Ira Gershwin

Ira Gershwin was born in New York City in 1896. In 1918, he tentatively began a collaboration with his brother George, and The Real American Folk Song (Is a Rag) was heard in Nora Bayes’ Ladies First.

Not wanting to trade on the success of his already famous brother, Ira adopted the nom de plume of Arthur Francis, under which he supplied lyrics for his first Broadway show, Two Little Girls in Blue (1921), with music by Vincent Youmans.

In 1924, Ira dropped the pseudonym and began his successful and lifelong collaboration with George in earnest. The Gershwins created their first joint hit, Lady, Be Good!, and followed it with more than twenty scores for stage and screen, including Oh, Kay! (1926), two versions of Strike up the Band (1927 and 1930), Girl Crazy (1930); Shall We Dance (1937); and the triumphant folk-opera, Porgy and Bess (1935), written with DuBose Heyward. Before and after George’s death in 1937, Ira collaborated with such composers as Harold Arlen (A Star Is Born, 1954), Vernon Duke (Ziegfeld Follies, 1936), Kurt Weill (Lady In The Dark, 1941), Jerome Kern (Cover Girl, 1944), Harry Warren (The Barkleys Of Broadway, 1949), Arthur Schwartz (Park Avenue, 1946), and Burton Lane (Give a Girl a Break, 1953).

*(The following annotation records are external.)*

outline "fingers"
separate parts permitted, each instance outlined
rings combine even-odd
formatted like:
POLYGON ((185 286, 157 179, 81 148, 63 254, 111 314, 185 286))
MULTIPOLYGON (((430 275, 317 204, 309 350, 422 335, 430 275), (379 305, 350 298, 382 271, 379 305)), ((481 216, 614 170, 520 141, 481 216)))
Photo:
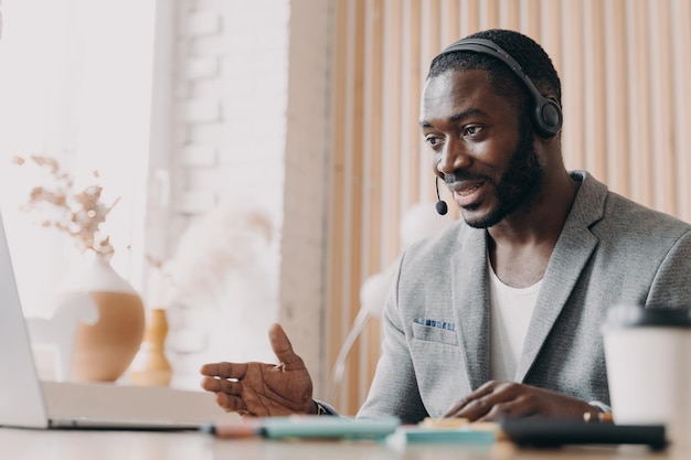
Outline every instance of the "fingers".
POLYGON ((227 413, 247 413, 247 405, 237 396, 231 396, 225 393, 216 394, 216 404, 227 413))
POLYGON ((295 354, 293 345, 288 340, 288 335, 283 330, 280 324, 273 324, 268 330, 268 340, 272 343, 274 354, 278 359, 279 363, 283 363, 288 370, 295 367, 302 367, 302 359, 295 354))
MULTIPOLYGON (((475 392, 470 393, 468 396, 463 398, 458 404, 448 409, 444 417, 467 417, 468 406, 475 405, 476 411, 480 410, 486 404, 486 396, 491 395, 497 386, 497 382, 490 381, 480 386, 475 392)), ((490 407, 491 408, 491 407, 490 407)), ((490 408, 487 408, 489 410, 490 408)), ((480 414, 483 415, 483 414, 480 414)), ((474 419, 471 419, 474 420, 474 419)))
POLYGON ((242 395, 242 384, 240 382, 231 382, 221 378, 204 377, 202 379, 202 388, 213 393, 225 393, 232 396, 242 395))
POLYGON ((247 372, 247 363, 209 363, 201 368, 202 375, 209 377, 241 379, 247 372))

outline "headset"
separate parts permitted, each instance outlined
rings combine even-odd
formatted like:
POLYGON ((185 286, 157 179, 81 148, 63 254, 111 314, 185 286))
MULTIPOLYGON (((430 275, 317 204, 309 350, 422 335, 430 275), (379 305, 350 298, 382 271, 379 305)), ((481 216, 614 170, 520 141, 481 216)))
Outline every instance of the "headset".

For his film achievements, Ira Gershwin received three Academy Award nominations. In 1966, he received a Doctor of Fine Arts degree from the University of Maryland, confirming the judgment of so many of his literary admirers that his work was not only of the first rank, but that the Gershwin standards set new standards for American musical theatre.

In the years after George’s death, Ira attended to the Gershwin legacy of songs, show and film scores, and concert works. In 1985, the United States Congress recognised the Gershwin legacy by awarding the Congressional Gold Medal to George and Ira. Ira Gershwin died in 1983 in Beverly Hills.